Queste riflessioni dovrebbero essere tenute in debito conto prima di diffondere considerazioni come verità ineccepibili invece di rapportarle alla propria esperienza specifica. Di clinico, di chimico, di virologo….: un atteggiamento più umile è più consono quando si affrontano problemi nuovi ma diventa necessario quando si tratta della salute e, in questo caso, della vita delle persone.
L’interdisciplinarietà che pure comincia ad assumere sempre più importanza nell’orizzonte scientifico può fornire un approccio più idoneo per conoscere meglio il corpo-mente, le sue funzioni e disfunzioni, le sue difese naturali, le terapie meno invasive e più efficaci: ogni persona che opera nel campo della salute deve assumere i principi dell’etica e della deontologia professionale a base di ogni suo operato, prima ancora dei suoi saperi nel campo specifico.
Un’ulteriore riflessione rivolgiamo ai mezzi di comunicazione a tutela della loro e nostra libertà di informare e di essere informati: esistono casi in cui la corretta, non ridondante e puntuale informazione, con la conseguente scelta di chi invitare, di quali quesiti porre su temi essenziali deve prevalere sulla ricerca dell’audience ad ogni costo e l’attuale dramma pandemico è sicuramente uno di questi.

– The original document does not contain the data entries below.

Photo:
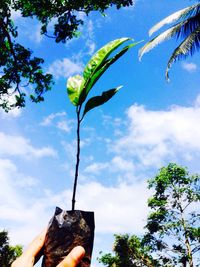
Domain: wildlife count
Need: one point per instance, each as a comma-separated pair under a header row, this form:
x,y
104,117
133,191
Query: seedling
x,y
68,229
78,88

In sintesi potremmo dire che i principi etici, lo studio attento, la competenza, una mente aperta, la misura, meno protagonismo e più condivisione sono i tratti fondamentali da curare prima in noi stessi per poi portarli nell’ambiente in cui operiamo nell’affrontare le crisi come questa drammatica che stiamo vivendo.
Terminiamo queste brevi considerazioni in ricordo di tutte le vittime di questa pandemia sperando che si tragga insegnamento per il futuro dagli errori fatti nei loro confronti e di tutti i messaggi e le sensazioni che ci hanno trasmesso la loro sofferenza e quella dei loro familiari, psichica prima ancora che fisica.